INDIVIDUAL JUNGLE MEDICAL KITS, TROPICAL DISEASES, AND PERSONAL HYGIENE

REALISTIC MEDICAL LEADERSHIP AND SELF-HELP MEDICATIONS

Major General Raymond W. Bliss, the Army Surgeon General during all of World War II, practiced and advocated preventive medicine throughout his entire professional career. Because of his leadership Army privates and corporals during that most necessary of wars were promptly issued Halazone water-disinfection tablets, replacing the canteen-capfuls of chlorine solution previously dispensed by squad leaders. Also, all ranks received the effective insect repellent “612” and were given improved training in self-help means for reducing the incidence of tropical diseases. Thanks to General Bliss, tens of thousands of Individual Jungle Medical Kits were produced for and issued to the Army’s jungle soldiers to enable individuals to treat themselves. (See Fig. 18-1 on the following page.) A jungle infantryman also carried a first aid dressing in its waterproof container, usually in a pouch on his cartridge belt.

The Office of Strategic Services had a similar but much larger Medical Kit, carried in a water-resistant light canvas roll with 18 separate pockets for different medical items appropriate to the theater. It weighed 2½ pounds, according to OSS Special Weapons and Equipment, by H. Keith Melton. Each independent operator was provided with the necessary supplies for self-administered medical aid. Supply must have been erratic, for while serving in China with OSS I neither saw nor heard about any individual medical kit. I was issued several self-help medicines, which I carried in a Waterproof Food Bag. Chinese found amusing my having a strong medicine to keep awake, and another to enable me to go to sleep promptly even if stimulated.


Fig. 18-1. A copy of the best designed World War II Individual Jungle Medical Kit. A strip of cloth with pockets contained a small bottle of ½-strength Frasier’s Solution for skin diseases, Atabrine tablets to prevent and treat malaria, Mercurochrome, adhesive tape, and a small bar of all-purpose germicidal soap. (An early version had tincture of iodine until it was found to injure hot, sweaty skin.) Also in the issued kit were small extra bottles of Halazone water-disinfecting tablets, salt tablets, and “612” insect repellent. The complete kit weighed a little over 1 pound.

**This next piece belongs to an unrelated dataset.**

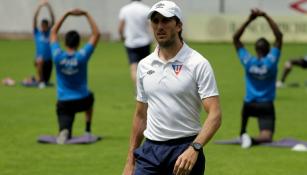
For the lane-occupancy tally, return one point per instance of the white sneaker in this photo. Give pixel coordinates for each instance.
(62, 137)
(246, 141)
(41, 85)
(280, 84)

Useful additions often carried in the same waterproof food bag were a small bandage roll and an issued 1-oz. Individual Sewing Kit with its oiled needles.

FIRST AID KITS

Individual first aid kits, designed for use in all climates and not to be confused with the Army’s Individual Jungle Medical Kits, also were developed during World War II. They were most widely used by the Marines. In addition to an antiseptic, six yards of gauze bandage, a first aid dressing, a package of Band-Aids, water purification tablets, and sodium chloride/sodium bicarbonate tablets, the Marines’ first aid kit contained three small bottles with either snap-on or screw-on caps, in which to carry medicines appropriate to the theater. All those items were carried on the soldier’s cartridge belt in a cotton duck pouch measuring 5¼ x 5 x 2½ inches, weighing slightly more than 4 ounces when empty and dry.

Use of individual first aid kits by Army infantrymen was very limited. I did not see even one of them in Panama, Burma, or China during World War II, or much later in Vietnam. Reportedly, an updated, larger individual first aid kit still was an item of issue in 1993.

The Army had phased out Individual Jungle Medical Kits by the time its soldiers were fighting in Korea. Individual first aid kits still were in the Army supply system, but seldom were issued to soldiers. In contrast, U.S. Marines in Korea carried the Corp’s individual first aid kits on their cartridge belts. They used and appreciated them. Lieutenant Colonel Robert W. Oliver, USMC (Ret.) told me that in the Korean War the Marines’ issue kit contained Mercurochrome for the disinfectant and Atabrine tablets in two of the kit’s three small screw-cap bottles. Additional medicines, bandages, and first aid equipment were carried by the two or three Navy medical corpsmen who accompanied each Marine combat infantry platoon.